Van Halen’s live intensity was unparalleled in the ‘70s, ‘80s, even in the ‘90s with Sammy Hagar, and all the way up to 2007-2008, when the band reunited with original frontman David Lee Roth. They always played loud: louder than your mom would ever let you rock out in the house; so loud that your ears would ring for days afterward; so loud that you couldn’t hear your buddy screaming in your ear, “This fuckin’ rocks!” at the top of his lungs.
Van Halen 2012 Tour Review
None of that is the case on the Van Halen 2012 Tour.
Maybe it’s old age. Maybe it’s humility. Maybe it’s the absence of Michael Anthony. Maybe it’s an expired contract with the crossroads devil. Whatever it is, Van Halen no longer plays their live show like their lives depend on it. And they shouldn’t have to.
Even if they aren’t playing like they did in their prime, they still play and perform better than a lot of other shit that passes for talent these days.

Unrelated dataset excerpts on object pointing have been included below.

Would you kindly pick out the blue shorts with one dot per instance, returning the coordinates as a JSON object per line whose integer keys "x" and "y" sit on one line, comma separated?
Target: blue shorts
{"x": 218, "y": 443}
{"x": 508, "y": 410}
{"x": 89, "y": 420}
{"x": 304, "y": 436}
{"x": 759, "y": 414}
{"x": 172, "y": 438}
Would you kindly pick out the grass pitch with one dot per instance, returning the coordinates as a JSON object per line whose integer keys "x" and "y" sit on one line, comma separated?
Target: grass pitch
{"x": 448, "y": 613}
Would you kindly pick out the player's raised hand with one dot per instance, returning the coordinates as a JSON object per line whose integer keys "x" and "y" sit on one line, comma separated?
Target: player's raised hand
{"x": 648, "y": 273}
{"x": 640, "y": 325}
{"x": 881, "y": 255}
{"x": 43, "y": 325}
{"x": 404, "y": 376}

Except for Wolfie, they’re also considerably older and weathered than they were in their prime, which works two ways: first, it looks like it diminishes their performance; second, they seem much more amicable with one another on stage. But what’s really surprising is how somber they’ve become since 2007. Just five years ago, prior to the new album A Different Kind of Truth, the decibel level was high enough to level a terrorist stronghold. Today, however, it felt like their gear was set up for a 2,000-capacity theater show.
Speaking of their gear, it was really stripped down. The stacks weren’t dominating the stage. There weren’t any ramps for running and jumping. And there wasn’t any real pyro. Certainly, there were no suspension cables for the guys to swing around on. There was, however, an omnipresent screen like none I’ve ever seen. Spanning the width of the stage and damn near reaching the sky, it was a sight to behold. Then again, like the close shots used in a low-budget horror movie to compensate for a lack of set design, that’s all you focused on while watching the Van Halen 2012 Tour.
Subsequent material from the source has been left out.